At 15,000 square feet, the new building is triple the size of the Princeton First Aid and Rescue Squad’s former building on North Harrison Street, next to the Princeton Shopping Center. It had been the squad’s home since 1963.

The Princeton First Aid and Rescue Squad’s career emergency medical technicians and its volunteer emergency medical technicians had outgrown the building, which is about 5,000 square feet.

Some of the squad’s ambulances were housed inside the building, and the rest of the equipment was stored outside under awnings. There are four ambulances, a heavy rescue truck, a rescue trailer, a boat and two utility vehicles.

All of the equipment fits inside the new building, Freda said.

But that’s not all that is inside the four deep bays in the new building, he said. Along one wall, there is a training area where members can practice special rescue skills, such as rescuing victims from tight spaces.

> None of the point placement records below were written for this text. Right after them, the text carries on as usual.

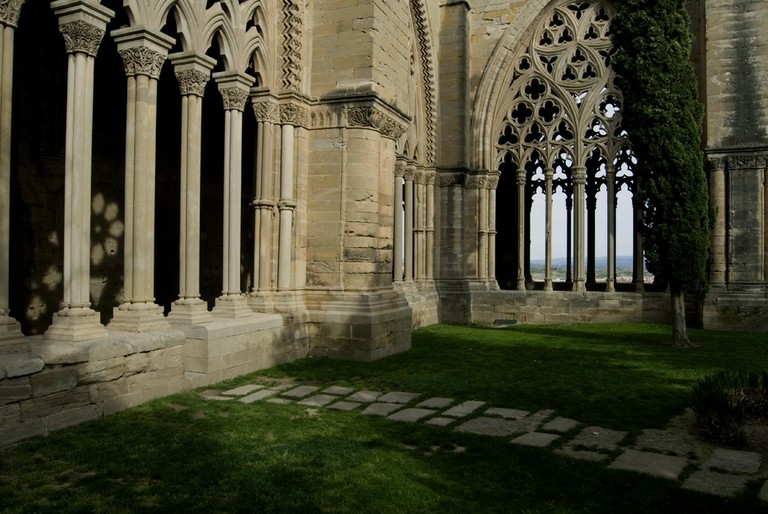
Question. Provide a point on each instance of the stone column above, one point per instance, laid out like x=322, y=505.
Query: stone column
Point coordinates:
x=234, y=89
x=193, y=72
x=9, y=16
x=548, y=174
x=409, y=174
x=430, y=228
x=82, y=23
x=268, y=116
x=493, y=183
x=610, y=179
x=143, y=52
x=579, y=214
x=717, y=262
x=290, y=116
x=482, y=250
x=521, y=228
x=398, y=234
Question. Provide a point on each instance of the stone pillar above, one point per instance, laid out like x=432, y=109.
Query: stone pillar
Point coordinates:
x=143, y=52
x=610, y=179
x=234, y=89
x=268, y=116
x=409, y=175
x=579, y=213
x=398, y=233
x=9, y=17
x=548, y=174
x=717, y=252
x=193, y=72
x=482, y=260
x=82, y=23
x=521, y=228
x=430, y=228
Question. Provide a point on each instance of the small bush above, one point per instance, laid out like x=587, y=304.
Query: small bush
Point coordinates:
x=724, y=402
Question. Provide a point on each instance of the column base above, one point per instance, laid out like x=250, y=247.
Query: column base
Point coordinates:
x=139, y=317
x=76, y=325
x=232, y=306
x=189, y=311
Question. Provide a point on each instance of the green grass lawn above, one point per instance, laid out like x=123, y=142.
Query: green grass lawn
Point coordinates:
x=187, y=454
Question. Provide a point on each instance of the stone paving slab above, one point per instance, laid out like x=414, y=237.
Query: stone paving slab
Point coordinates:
x=560, y=425
x=344, y=405
x=734, y=461
x=491, y=426
x=319, y=400
x=463, y=409
x=338, y=390
x=382, y=409
x=598, y=438
x=411, y=415
x=397, y=397
x=439, y=421
x=243, y=390
x=712, y=482
x=435, y=403
x=258, y=395
x=656, y=464
x=537, y=439
x=300, y=392
x=507, y=413
x=364, y=396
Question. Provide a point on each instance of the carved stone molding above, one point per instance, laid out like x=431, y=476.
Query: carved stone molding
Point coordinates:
x=192, y=82
x=234, y=98
x=9, y=12
x=293, y=114
x=266, y=111
x=80, y=36
x=293, y=29
x=374, y=118
x=141, y=60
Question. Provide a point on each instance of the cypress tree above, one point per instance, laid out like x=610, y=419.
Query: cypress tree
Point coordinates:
x=663, y=116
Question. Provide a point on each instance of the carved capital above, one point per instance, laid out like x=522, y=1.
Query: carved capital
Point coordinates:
x=234, y=98
x=266, y=111
x=81, y=36
x=9, y=12
x=141, y=60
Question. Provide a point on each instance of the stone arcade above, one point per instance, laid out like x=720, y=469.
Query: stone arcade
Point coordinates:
x=191, y=190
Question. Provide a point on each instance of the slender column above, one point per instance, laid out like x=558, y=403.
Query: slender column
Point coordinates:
x=143, y=53
x=521, y=228
x=493, y=183
x=286, y=205
x=409, y=173
x=193, y=72
x=579, y=213
x=548, y=174
x=234, y=89
x=9, y=17
x=610, y=178
x=482, y=258
x=82, y=24
x=430, y=228
x=397, y=237
x=717, y=263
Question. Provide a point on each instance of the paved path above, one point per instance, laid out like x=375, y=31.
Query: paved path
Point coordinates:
x=723, y=472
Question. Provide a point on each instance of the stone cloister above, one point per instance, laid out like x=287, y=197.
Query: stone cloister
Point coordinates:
x=192, y=190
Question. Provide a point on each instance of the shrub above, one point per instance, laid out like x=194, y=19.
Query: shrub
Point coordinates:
x=724, y=402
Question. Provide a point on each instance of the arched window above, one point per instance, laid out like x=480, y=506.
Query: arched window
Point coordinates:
x=563, y=154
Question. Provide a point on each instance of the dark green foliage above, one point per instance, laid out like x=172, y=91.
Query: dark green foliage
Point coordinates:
x=723, y=403
x=663, y=115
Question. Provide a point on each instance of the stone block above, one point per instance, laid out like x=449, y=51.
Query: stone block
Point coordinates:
x=54, y=380
x=15, y=390
x=54, y=403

The new building has a kitchen and dining area for the career emergency medical technicians and the volunteers, Freda said. There is a community room that can be used for training purposes.

There is a conference room, and a “duty room” with desks and computers so the crew who is on duty can fill out paperwork after a call is completed.

Nearby, there are offices for the president, the chief and the development officer.

Since volunteers who have signed up for an overnight shift need a place to sleep, there are six bunk rooms. There are three to six volunteer emergency medical technicians on an overnight shift, but the bunk rooms can accommodate as many as 12 volunteers, Freda said.

There is a gym or workout room, and a social room with a TV and comfortable seating, Freda said. There is also a quiet room for volunteers who may need to study. Many of the volunteers are Princeton University students.

“We put a lot of thought into what we think is needed to make the building as attractive to the volunteers as possible,” Freda said. Those amenities will help to attract volunteers and to keep them, he said.